Val Richer, Mercredi 16 0ct. 1850
9 heures
Je reçois votre lettre qui me préoccupe. Je m'étais arrangé pour être tranquille par la retraite du Ministre de la guerre. Au fond, je persiste. Il me faut des faits positifs pour troubler ma tranquillité. Avant les revues, et le vin de Champagne, et la commission permanente, j'étais bien plus inquiet pour le Général Changarnier. Depuis longtemps, il n’avait rien fait, rien ne lui était arrivé ; je le trouvais un peu affaibli. Le dernier incident l'a rajeuni. Le voilà de nouveau le représentant de la discipline, de la légalité, de l'Assemblée. Dès que la question se pose ainsi, je ne crois plus que personne y touche. Il n’y a personne aujourd’hui pour rien tenter de gros. Les revues et vive l'Empereur sont le thème du jour. Ce thème mettrait dans son tort quiconque toucherait à quelque chose. Le public est de l'avis de Beauvale. Le vin de champagne a effacé la circulaire. Le public veut le Président et le Général Changarnier. Pourvu qu’ils s’arrangent ensemble, peu importe le reste. Mais il faut qu’ils s’arrangent, et celui des deux qui dérangera l'autre sera le mal venu. Je serais bien surpris, si M. Fould n'était pas de cet avis.

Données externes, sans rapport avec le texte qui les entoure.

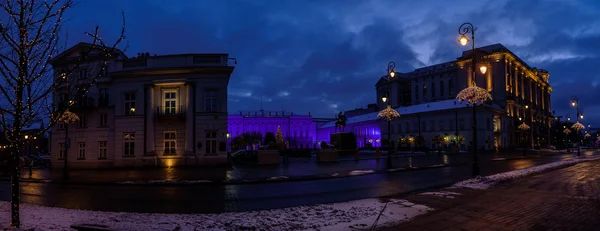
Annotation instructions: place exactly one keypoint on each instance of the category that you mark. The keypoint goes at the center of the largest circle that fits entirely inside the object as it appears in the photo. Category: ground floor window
(170, 140)
(129, 144)
(102, 150)
(211, 142)
(81, 155)
(62, 152)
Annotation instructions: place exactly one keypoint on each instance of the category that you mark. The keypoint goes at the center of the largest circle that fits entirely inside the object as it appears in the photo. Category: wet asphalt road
(244, 197)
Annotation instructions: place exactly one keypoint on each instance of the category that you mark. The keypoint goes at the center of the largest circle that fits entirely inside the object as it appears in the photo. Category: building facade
(426, 101)
(519, 93)
(145, 111)
(298, 130)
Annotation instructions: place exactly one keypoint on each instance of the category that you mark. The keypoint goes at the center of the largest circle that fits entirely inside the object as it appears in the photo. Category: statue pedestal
(344, 142)
(327, 155)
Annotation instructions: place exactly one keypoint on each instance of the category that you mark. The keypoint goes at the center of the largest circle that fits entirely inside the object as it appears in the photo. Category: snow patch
(360, 172)
(485, 182)
(166, 182)
(444, 194)
(395, 169)
(339, 216)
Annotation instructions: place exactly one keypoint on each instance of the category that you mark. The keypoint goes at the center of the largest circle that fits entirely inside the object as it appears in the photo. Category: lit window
(170, 143)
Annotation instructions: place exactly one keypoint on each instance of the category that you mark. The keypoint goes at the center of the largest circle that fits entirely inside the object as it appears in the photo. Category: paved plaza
(295, 168)
(563, 199)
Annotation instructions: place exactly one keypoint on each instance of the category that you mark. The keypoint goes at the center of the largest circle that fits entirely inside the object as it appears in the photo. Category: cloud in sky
(325, 56)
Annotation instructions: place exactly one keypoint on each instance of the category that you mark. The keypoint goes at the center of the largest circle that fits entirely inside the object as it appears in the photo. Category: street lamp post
(387, 98)
(524, 127)
(473, 94)
(575, 103)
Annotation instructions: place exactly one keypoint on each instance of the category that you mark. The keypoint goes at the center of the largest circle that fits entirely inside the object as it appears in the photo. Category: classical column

Voyez le Constitutionnel lui-même ; c’est tout ce qu’il peut faire que d’excuser les Vive l'Empereur ! Et il les excuse assez gauchement. Je comprends qu'on fasse l'Empire si on peut ; mais le crier, sans le faire, est absurde.
Midi.
Je suis fort aise de ce que vous me dites de la résolution du général Lahitte quant à l'Allemagne. J’espère qu’elle ne sera pas mise à l'épreuve. Je trouve du reste cette politique déjà annoncée dans le Bulletin de Paris. Lahitte prend ses précautions, et il a raison.
Si vous écrivez un de ces jours à Lord Aberdeen, soyez assez bonne pour lui demander s'il a reçu une longue lettre de moi, celle que vous savez. Je voudrais être sûr qu'elle est arrivée. Ce serait charmant qu’il vînt nous voir à Noël. Pourquoi pas ? Rien ne le retient à Londres et il se plaît à Paris.
Je ne trouve pas que la réponse de M. de Montalivet à Napoléon Bonaparte, dans la Revue des deux mondes qui m’arrive, soit bonne. Elle est vague et timide. Il y avait bien plus à dire, et à dire plus sèchement.
Je vois que la Reine est encore à Lacken, et y restera peut-être plusieurs jours. Je lui ai écrit à Claremont, en envoyant ma lettre au Général Dumas. J'espère qu’il la lui aura envoyée. Madame la Duchesse d'Orléans, s’est hâtée de retourner, sans doute à cause de ses enfants. Adieu, Adieu.
Je vais me promener. Il fait un temps magnifique, doux et pur. Adieu. G.